This last week there was a 25 year old Aussie guy visiting the resort. He had been working in Suva teaching young kids how to play basketball for a year on an Australian work grant. His trip was coming to an end and he heard of Mai Dive from friends that had already been here and are back in Suva. On his last day, Petero took him and me spearfishing right in front of the resort.

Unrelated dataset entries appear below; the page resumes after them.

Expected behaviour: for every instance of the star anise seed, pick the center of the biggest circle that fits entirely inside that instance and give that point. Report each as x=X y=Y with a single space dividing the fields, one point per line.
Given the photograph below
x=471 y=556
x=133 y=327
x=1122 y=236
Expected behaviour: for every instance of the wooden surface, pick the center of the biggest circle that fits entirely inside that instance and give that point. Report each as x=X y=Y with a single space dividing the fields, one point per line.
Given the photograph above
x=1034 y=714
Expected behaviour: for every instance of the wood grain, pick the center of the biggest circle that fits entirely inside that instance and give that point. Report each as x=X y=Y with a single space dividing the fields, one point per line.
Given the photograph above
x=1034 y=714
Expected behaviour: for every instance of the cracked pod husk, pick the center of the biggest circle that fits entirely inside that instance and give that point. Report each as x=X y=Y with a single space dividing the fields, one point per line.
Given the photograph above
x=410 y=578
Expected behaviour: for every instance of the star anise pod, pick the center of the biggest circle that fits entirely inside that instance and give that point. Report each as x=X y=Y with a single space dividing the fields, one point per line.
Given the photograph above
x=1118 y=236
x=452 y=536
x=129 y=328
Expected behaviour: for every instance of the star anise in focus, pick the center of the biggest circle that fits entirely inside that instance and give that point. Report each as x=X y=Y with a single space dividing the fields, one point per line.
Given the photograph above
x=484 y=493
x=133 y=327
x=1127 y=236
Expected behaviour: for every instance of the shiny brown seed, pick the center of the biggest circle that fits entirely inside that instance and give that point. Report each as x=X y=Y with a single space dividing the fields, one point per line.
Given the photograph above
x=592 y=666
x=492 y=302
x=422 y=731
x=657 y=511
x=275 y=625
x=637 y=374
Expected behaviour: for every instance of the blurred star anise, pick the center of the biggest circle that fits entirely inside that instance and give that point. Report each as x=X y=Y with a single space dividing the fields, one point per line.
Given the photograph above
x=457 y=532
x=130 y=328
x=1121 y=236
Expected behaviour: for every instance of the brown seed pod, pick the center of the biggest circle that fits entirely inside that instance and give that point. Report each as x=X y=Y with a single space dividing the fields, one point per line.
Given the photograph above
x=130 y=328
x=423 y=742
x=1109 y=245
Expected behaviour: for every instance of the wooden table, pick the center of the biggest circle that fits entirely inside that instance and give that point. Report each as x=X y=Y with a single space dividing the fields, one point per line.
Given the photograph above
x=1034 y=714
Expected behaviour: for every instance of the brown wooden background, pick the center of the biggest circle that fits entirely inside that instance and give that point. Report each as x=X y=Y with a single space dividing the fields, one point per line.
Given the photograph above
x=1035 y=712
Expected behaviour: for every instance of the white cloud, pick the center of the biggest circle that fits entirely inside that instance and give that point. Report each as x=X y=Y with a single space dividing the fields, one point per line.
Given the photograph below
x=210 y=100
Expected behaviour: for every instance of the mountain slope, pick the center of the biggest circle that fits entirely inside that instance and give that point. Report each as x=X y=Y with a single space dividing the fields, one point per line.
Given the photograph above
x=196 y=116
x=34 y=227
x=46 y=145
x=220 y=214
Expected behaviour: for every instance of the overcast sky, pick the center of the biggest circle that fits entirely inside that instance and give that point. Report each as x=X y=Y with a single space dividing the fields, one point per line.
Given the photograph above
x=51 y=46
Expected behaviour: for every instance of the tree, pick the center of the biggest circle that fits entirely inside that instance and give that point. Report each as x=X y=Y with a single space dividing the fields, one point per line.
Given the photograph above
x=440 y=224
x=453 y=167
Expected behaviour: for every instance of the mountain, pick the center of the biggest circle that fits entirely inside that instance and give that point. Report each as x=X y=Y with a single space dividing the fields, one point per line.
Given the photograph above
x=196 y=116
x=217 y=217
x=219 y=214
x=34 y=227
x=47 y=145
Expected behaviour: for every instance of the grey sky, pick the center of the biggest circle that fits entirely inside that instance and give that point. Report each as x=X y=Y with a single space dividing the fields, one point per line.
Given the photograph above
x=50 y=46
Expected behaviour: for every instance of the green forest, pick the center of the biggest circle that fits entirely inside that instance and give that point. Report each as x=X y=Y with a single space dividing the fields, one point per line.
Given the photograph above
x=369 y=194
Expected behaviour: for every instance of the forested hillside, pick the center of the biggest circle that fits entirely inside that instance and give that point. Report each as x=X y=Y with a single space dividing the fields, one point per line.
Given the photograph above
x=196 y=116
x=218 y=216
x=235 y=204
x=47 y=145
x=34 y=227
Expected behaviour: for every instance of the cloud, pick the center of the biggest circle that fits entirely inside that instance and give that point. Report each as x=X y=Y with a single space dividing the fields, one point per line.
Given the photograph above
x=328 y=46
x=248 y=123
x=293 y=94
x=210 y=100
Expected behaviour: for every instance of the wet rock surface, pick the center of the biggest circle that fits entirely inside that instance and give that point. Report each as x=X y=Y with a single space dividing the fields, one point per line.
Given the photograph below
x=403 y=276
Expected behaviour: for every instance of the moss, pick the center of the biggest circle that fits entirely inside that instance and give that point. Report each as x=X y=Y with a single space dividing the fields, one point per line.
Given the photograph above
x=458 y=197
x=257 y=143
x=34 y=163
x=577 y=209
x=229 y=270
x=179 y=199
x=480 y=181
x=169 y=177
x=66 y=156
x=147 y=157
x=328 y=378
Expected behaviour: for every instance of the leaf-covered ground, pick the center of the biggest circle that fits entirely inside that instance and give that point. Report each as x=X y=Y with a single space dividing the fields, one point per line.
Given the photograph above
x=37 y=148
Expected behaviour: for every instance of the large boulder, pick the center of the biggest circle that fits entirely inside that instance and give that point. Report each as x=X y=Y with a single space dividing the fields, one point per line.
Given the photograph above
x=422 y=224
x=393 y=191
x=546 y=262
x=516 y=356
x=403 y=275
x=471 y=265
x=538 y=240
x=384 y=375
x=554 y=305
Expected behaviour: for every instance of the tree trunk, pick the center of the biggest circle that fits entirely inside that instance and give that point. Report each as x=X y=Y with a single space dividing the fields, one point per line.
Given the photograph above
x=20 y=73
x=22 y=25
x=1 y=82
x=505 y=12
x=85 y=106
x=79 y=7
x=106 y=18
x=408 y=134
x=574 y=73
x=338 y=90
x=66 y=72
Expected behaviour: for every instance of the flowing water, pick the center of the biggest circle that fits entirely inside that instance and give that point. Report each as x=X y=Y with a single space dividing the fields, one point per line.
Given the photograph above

We geared up in wet suits, weights, fins, mask, snorkel, and Fiji hand spears. The spears are long, thin pieces of steel with a sharp point on the end. And you use a makeshift rubber band/slingshot sort of thing to shoot the spear. It works very well and can catch a good amount of fish in a short amount of time. That day we went out with Petero was the second time I had been spearfishing in my life. I shot/hit 7 fish, all bigger than your hand, but only caught 4 because some of the fish wiggled off the end of the spear. When Pete brought the fish in, he lost 2 out of the 4 so, at the end of the day, I was only left with 2. Pete caught 2. I caught 2. Mark caught 0.
After that excursion, my spirits were high and I decided to venture out near some deeper water the next day. In front of the resort is a shallow reef marked by a 6 foot beacon. 100 yards to the south west, there is another shallow reef with an old beacon that is underwater. We’ve taken divers there and always see schools of Barracuda, a few Trevally, and a stack of Bat Fish. Naturally I thought it would be a great place to fish at. So I took the kayak out with all my gear, all by myself mind you…and spear fished near the “Bat Rock” as we call it at Mai Dive. I was going after some hand size Parrot fish with a little bit of luck.
As I drifted over the edge of the reef and out into the blue, I saw two big Trevallys swim 1 or 2 meters away from me. They swim a few meters down and come right up next to you to see what’s up. I had my spear gun loaded and safety off. Waited. Waited. One kick. Two kick. Held my breath. Dove down. Then BANG! I fired the speargun, but it grazed off the side of the head. DAMN! I yelled as I surfaced. If had brought that fish in–what a story for the locals. A white guy goes fishing by himself and pulls up a big Trevally. MAN! But no luck. No big Trevally.
Above is a picture of a school of small Trevally. The one I shot at was twice that size. In Kadavu, we get Giant Trevally and Bluefin Trevally.
All I know is that one day, I’ll get that fish!